Im zweiten Geschoss gibt es vier bis fünf Mal im Jahr thematische Reihen und Einzelausstellungen großer Fotografen. Die Liste der über 70 Sonderausstellungen spricht für sich: Karl Blossfeldt, der Blumenfotograf, August Sander, der große Menschen- und Alltagsfotograf oder Hugo Erfurth, der Porträtfotograf der goldenen 20er Jahre. Lucien Clergue schaute auch selbst in Mölkau vorbei:

"Lucien Clergue war in seiner Jugendzeit Assistent und Freund von Jean Cocteau und er war der letzte Leibfotograf von Pablo Picasso. Einen Raum hatten wir seinen Akten gewidmet, "Nues de la mer" war eine berühmte Serie in den 50er Jahren."

Das zweiköpfige Museumsteam bringt international stilbildende Fotokunst nach Leipzig und das manchmal auch ganz schnell – wie im Fall des herausragenden Modefotografen Horst P. Horst:

"Der ja aus Weißenfels stammt und unter den Nazis in die USA emigriert ist, als Horst P. Horst starb, da sahen wir uns in der Lage innerhalb von anderthalb Monaten eine Ausstellung nach Leipzig zu holen. Das war natürlich ganz großartig."
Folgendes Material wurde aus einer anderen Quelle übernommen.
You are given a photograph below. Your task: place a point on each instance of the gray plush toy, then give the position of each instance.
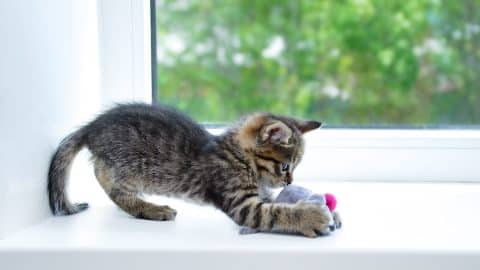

Mit den wechselnden Ausstellungen moderner Fotokunst erfährt die beeindruckende historische Sammlung u. a. von Pressefotografien des 20. und Reisefotografien des 19. Jahrhunderts eine spannende Ergänzung.

"Es sind auch einige Ikonen der frühen Reisefotografie dabei. Zum Beispiel ein sehr bekanntes Foto eines Briefschreibers mit seinem Straßenstand in Neapel von 1885."

Kunst, Historie und Technik der Fotografie – das findet im Leipziger Kamera- und Fotomuseum bisher nur auf engstem Raum zusammen. Ein großes zentral gelegenes Fotomuseum in Leipzig liegt noch in ferner Zukunft.